A série Ler e escrever: compromisso da escola, a ser apresentada de 12 a 16 de agosto no Programa Salto para o Futuro, da TV Escola, é composta por cinco programas dedicados a refletir sobre a leitura e a escrita como aprendizagem a ser promovida por todos os professores, e não ex-clu--si-va--men-te pelo professor de Língua Portuguesa.

Em que consiste o ler e o escrever nas diferentes áreas do currículo escolar? Com o intuito de discutir e aprofundar este tema, a equipe de professores do Núcleo de Integração Universidade & Escola, da Pró-Reitoria de Extensão da Universidade Federal do Rio Grande do Sul, elaborou o livro Ler e escrever: compromisso de todas as áreas, publicado em 1998 pela Editora da Universidade/UFRGS. O livro já se encontra em sua 4ª edição e é nele que se inspiram os programas dessa série.

A série tem por objetivo dar ênfase à reflexão sobre a leitura e a escrita como compromisso de toda a escola, desde a biblioteca, a aula de Português e todas as demais áreas/disciplinas do currículo escolar. É sempre bom lembrar que o compromisso de toda a escola em ensinar a ler e escrever constitui condição indispensável à formação do estudante e ao exercício da cidadania. Por isso, as diferentes áreas de conhecimento, agrupadas aleatoriamente, procurarão, de acordo com a programação apresentada a seguir, refletir a respeito do ler e do escrever como questões específicas do seu fazer, como forma de ensinar a pensar e como possibilidade de estabelecer relações interdisciplinares que certamente enriquecerão a prática pedagógica

Justificativa


Ensinar a ler e a escrever são tarefas da escola, desafio indispensável para todas as áreas/disciplinas escolares, uma vez que ler e escrever são os meios básicos para o desenvolvimento da capacidade de aprender e constituem competências para a formação do estudante, responsabilidade maior da escola.

Ensinar é dar condições ao estudante para que se aproprie do conhecimento historicamente construído e se insira nessa construção como produtor de conhecimentos. Ensinar é ensinar a ler para que se torne capaz dessa apropriação, pois o conhecimento acumulado está, em grande parte, escrito em livros, revistas, jornais, relatórios, arquivos. Ensinar é também ensinar a escrever, porque a produção de conhecimento se expressa, no mais das vezes, por escrito.

Numa primeira instância, ler e escrever é alfabetizar, levar o aluno ao domínio do código escrito. E é sempre bom levar em conta o que nos dizem as atuais pesquisas sobre o processo de alfabetização. Ao alfabetizar-se, o aluno não está apenas transpondo a língua que já fala para um outro código, mas está aprendendo uma outra língua, a língua escrita, isto porque a língua que falamos não é a mesma que escrevemos, havendo, assim, aprendizagens específicas que devem ser consideradas por nós, professores.

A escola vem se constituindo como espaço privilegiado para a aprendizagem e o desenvolvimento da leitura e da escrita, já que é nela que se dá o encontro decisivo da criança com o ler e o escrever.

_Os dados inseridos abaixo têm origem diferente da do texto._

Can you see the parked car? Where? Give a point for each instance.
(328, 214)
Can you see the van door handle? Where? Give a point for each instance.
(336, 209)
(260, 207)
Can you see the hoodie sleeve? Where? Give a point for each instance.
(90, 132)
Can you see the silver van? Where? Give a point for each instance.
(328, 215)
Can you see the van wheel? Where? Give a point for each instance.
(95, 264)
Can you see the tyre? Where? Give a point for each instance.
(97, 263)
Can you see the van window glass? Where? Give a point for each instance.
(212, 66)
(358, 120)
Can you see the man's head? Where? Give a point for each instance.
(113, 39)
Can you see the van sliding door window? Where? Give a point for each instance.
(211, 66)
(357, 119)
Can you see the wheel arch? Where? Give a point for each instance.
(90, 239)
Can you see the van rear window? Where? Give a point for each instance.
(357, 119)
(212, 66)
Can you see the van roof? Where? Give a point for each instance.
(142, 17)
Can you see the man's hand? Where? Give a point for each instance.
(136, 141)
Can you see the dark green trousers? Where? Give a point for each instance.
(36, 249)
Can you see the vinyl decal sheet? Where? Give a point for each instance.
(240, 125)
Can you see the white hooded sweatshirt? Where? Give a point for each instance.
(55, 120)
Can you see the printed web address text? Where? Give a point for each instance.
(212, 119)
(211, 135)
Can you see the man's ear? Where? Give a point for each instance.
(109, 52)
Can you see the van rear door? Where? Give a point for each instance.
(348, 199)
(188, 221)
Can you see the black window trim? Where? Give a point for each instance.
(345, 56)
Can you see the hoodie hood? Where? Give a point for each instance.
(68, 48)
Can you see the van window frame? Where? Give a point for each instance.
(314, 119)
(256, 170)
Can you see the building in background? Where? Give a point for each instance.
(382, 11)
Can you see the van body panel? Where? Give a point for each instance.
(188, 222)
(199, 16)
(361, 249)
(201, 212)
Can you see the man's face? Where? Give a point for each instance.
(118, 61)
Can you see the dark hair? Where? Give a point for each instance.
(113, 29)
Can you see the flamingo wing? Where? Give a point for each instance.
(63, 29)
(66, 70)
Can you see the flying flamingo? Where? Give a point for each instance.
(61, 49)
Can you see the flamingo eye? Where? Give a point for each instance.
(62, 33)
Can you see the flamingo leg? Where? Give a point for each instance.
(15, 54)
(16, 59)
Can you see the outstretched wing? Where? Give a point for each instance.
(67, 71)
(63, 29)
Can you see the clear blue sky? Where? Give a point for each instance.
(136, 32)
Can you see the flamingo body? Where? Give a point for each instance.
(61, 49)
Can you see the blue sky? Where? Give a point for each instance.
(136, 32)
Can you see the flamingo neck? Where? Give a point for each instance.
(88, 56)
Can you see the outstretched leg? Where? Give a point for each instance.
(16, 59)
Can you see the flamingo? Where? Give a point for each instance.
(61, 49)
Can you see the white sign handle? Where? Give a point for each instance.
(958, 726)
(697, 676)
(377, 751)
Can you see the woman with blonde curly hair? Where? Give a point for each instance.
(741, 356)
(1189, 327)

Para muitas crianças de nosso país, a escola é o único lugar onde há livros, ou a sala de aula o lugar onde os alunos não estão voltados apenas para a televisão. Assim, cabe a ela a tarefa de levar o aluno a ler e escrever, a atrever-se a persistir nesta aprendizagem entre ensaio e erro, a construir suas próprias hipóteses a respeito do sentido do ele lê e do que escreve, a assumir pontos de vista próprios para escrever a respeito do que vê, inclusive na TV, do que sente, do que viveu, do que leu nos diversos suportes que existem, do que ouviu em aula e do que vê no mundo, promovendo em seus textos um diálogo entre vida e escola, mediado pelo professor, um leitor mais experiente. É na escola que a própria TV pode ser vista de uma forma não apenas lúdica, mas também crítica. É na escola que se pode promover, por meio da leitura, as diferentes aprendizagens de cada área de conhecimento e do mundo. Não é, portanto, uma tarefa simples e, no entanto, possui um grandioso alcance na vida de todo e qualquer estudante: crianças, jovens e adultos.

Sem estudantes vivenciando oportunidades sistemáticas de leitura, escrevendo e dialogando, a escola correrá o risco de restringir-se à reprodução. Essa, aliás, é uma prática que cada vez mais tem sido rejeitada: as atividades de leitura e escrita, nas diversas modalidades, transformadas em ritual burocrático, no qual o estudante lê sem poder discutir, lê sem compreender, responde questionários mecanicamente e escreve textos buscando simplesmente concordar com o professor ou a professora. O que se deseja é que estudantes, e também professores, possam constituir-se como leitores e produtores de textos. Professores e alunos leitores são capazes de produzir a sua escrita, a sua comunicação no mundo, são a chave de qualquer possibilidade de mudança nas práticas tradicionais e repetitivas de leitura e escrita. Para isso, todos os professores, não só o de Português, mas também os de Geografia, Matemática, História, Música, Ciências, Educação Física, Língua Estrangeira, Literatura, Arte, precisam assumir seu papel de mediadores de leitura e escrita.

Mais importante que reter a informação obtida pela leitura tradicional dos muitos textos, nas muitas áreas que compõem o currículo escolar, as atividades de leitura e escrita devem proporcionar aos alunos condições para que possam, de uma forma permanente e autônoma, localizar novas informações pela leitura do mundo, e expressá-las, escrevendo para e no mundo. Assim, leitura e escrita constituem-se como competências não apenas de uso, mas igualmente de compreensão da vida em sociedade.

O professor é aquele que apresenta as diferentes possibilidades de leitura: tudo e mais um pouco! Livros, poemas, notícias, receitas, paisagens, imagens, partituras, sons, gestos, corpos em movimento, mapas, gráficos, símbolos, o mundo enfim. Ele poderá contribuir no desenvolvimento da capacidade de interpretar e estabelecer significados dos diferentes textos, criando e promovendo variadas experiências, situações novas, que levem a uma utilização diversificada do ler/escrever. Isso tornará possível a formação de uma geração de leitores capazes de dominar as múltiplas formas de linguagem e de reconhecer os variados e inovadores recursos tecnológicos, disponíveis para a comunicação humana no dia a dia.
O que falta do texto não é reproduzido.